1 2 Previous Next 17 Replies Latest reply on May 12, 2011 8:18 AM by clebert.suconic

    commit timeout but data lost

    hughbragg

      When commiting a large transaction while the system is under load, I received a timeout

       

      javax.jms.JMSException: Timed out waiting for response when sending packet 43

              at org.hornetq.core.protocol.core.impl.ChannelImpl.sendBlocking(ChannelImpl.java:277)

              at org.hornetq.core.client.impl.ClientSessionImpl.commit(ClientSessionImpl.java:514)

              at org.hornetq.core.client.impl.DelegatingSession.commit(DelegatingSession.java:156)

              at org.hornetq.jms.client.HornetQSession.commit(HornetQSession.java:229)

              at com.agilityapplications.resources.jms.JMSQ.commit(JMSQ.java:293)

              at com.agilityapplications.adapt.simpsons.Homer.acknowledgeBatch(Homer.java:86)

              at com.agilityapplications.adapt.simpsons.Homer.myTask(Homer.java:52)

              at com.agilityapplications.adapt.simpsons.Simpson.runMe(Simpson.java:53)

              at com.agilityapplications.resources.runtime.AgilityThread.run(AgilityThread.java:52)

      Caused by: HornetQException[errorCode=3 message=Timed out waiting for response when sending packet 43]

              ... 9 more

       

       

      This wouldn't be a problem I thought as it should send these messages again.

      I was surprised when the messages were not sent again and had been removed from the queue.

       

      I was under the impression that the commit wasn't permanant until the client had complete the hand shake with an ACK once the server acknowledged the commit batch.

       

      Now these records are lost and cannot be recovered unless the client still has them and cannot be resequenced unless the client catches the timeout and distinguishes this JMSException from other JMSExceptions.

       

      Could someone please advise on HornetQ implementation of the JMS standard concering commit timeouts.

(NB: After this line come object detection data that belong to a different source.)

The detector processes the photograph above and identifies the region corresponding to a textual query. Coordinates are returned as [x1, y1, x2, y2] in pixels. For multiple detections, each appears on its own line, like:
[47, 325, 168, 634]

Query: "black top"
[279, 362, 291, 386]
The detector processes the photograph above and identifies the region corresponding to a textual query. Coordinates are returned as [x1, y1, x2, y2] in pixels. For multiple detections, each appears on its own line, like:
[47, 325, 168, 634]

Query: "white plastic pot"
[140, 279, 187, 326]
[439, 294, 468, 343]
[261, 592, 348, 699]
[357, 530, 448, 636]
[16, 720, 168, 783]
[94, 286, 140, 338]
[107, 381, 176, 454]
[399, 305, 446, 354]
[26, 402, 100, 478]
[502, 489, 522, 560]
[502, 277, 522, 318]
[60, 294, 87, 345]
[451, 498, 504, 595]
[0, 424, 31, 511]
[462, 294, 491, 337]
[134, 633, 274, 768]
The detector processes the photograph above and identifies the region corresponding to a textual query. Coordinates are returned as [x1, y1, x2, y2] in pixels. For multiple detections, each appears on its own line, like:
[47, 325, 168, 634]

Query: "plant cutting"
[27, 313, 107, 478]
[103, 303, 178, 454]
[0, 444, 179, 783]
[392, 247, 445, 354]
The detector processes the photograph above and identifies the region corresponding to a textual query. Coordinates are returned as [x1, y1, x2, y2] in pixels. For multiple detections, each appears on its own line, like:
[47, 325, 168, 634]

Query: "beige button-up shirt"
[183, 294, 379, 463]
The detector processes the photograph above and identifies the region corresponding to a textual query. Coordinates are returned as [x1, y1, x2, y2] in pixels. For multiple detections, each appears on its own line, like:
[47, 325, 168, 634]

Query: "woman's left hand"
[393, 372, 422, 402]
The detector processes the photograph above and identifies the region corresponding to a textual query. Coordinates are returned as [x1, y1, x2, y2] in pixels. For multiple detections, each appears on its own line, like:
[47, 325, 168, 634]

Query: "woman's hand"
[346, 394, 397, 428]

My reading was that the standard isn't explicit on this point, though I would have thought this to be crucial.

       

      Specifically, what can be done to prevent this happening in the future?

       

      Is there a way to guarentee delivery regardless of network problems assuming the network works correctly most of the time?

       

      Cheers

        • 1. commit timeout but data lost
          ataylor

          This wouldn't be a problem I thought as it should send these messages again.

          I was surprised when the messages were not sent again and had been removed from the queue.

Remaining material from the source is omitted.